There’d been a car outside, but nobody knew what color.

And there’d been a car outside Savannah’s house on Wednesday morning.

So…some caller who’d killed her, they speculated, and maybe the same car had been outside Aimee and Rory’s?

Did anyone know what kind of car? Blue, black, dark gray came the answers.

I scroll back up to the Savannah comments.

“Imagine opening your door, not knowing the person is going to kill you,” someone had typed in the last few minutes.

My throat tightens with guilt and sadness.

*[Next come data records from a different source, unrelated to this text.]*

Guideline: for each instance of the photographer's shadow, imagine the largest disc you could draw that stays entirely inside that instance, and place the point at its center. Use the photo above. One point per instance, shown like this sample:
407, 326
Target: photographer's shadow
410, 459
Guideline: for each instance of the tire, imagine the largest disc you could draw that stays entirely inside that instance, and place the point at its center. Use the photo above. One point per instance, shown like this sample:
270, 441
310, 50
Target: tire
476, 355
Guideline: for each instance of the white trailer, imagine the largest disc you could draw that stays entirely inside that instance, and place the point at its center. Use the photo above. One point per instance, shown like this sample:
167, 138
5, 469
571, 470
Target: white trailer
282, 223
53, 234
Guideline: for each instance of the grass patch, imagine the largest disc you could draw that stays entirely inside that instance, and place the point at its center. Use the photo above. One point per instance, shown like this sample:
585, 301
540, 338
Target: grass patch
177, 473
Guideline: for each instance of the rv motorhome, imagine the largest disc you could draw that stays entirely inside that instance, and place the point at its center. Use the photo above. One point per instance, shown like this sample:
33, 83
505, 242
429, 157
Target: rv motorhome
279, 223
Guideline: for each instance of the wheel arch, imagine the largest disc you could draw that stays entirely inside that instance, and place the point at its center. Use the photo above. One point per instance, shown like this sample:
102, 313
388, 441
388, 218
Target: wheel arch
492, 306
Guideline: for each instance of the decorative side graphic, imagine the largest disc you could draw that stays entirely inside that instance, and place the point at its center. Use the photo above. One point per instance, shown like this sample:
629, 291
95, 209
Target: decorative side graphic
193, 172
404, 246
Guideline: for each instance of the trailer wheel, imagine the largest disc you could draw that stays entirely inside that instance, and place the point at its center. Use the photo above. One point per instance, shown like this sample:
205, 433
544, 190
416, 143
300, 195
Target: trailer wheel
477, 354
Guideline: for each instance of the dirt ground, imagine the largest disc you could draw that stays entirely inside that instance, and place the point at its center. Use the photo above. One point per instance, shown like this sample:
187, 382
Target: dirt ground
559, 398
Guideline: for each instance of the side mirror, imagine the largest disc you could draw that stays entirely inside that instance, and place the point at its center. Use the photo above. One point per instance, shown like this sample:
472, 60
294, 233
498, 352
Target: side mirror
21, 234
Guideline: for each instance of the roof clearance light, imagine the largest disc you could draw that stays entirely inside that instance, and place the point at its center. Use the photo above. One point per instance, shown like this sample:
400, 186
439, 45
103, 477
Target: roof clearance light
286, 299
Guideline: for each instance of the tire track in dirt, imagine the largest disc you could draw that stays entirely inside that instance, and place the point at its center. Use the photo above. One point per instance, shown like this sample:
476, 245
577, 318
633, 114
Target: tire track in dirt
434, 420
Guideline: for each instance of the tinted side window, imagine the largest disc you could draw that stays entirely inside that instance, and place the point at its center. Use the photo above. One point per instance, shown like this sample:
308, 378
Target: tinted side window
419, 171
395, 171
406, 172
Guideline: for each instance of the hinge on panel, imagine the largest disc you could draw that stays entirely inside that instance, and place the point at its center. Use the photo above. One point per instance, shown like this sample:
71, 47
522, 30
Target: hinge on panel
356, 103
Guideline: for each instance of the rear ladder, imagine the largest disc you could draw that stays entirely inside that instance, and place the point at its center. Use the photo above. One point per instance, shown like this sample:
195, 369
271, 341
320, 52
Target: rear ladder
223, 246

I look around. It’s quiet and growing dark and, suddenly, I don’t want to be alone.

The app shows me Jon is almost here. I’ve discovered nothing about who he’s seeing, but then again, he hasn’t been gone long enough to meet with anyone.

So maybe it really was just a walk. I watch on the app as he comes up the driveway and into the house.

Except there’s no sound of the front door.

No attempt to open it, no turn of the key.

Online, he’s in the house; in real life, he’s not.

Is the app glitching? I zoom in, confused.

Then I realize what’s going on. He’s not here.

But I do know exactly whose house he’s in.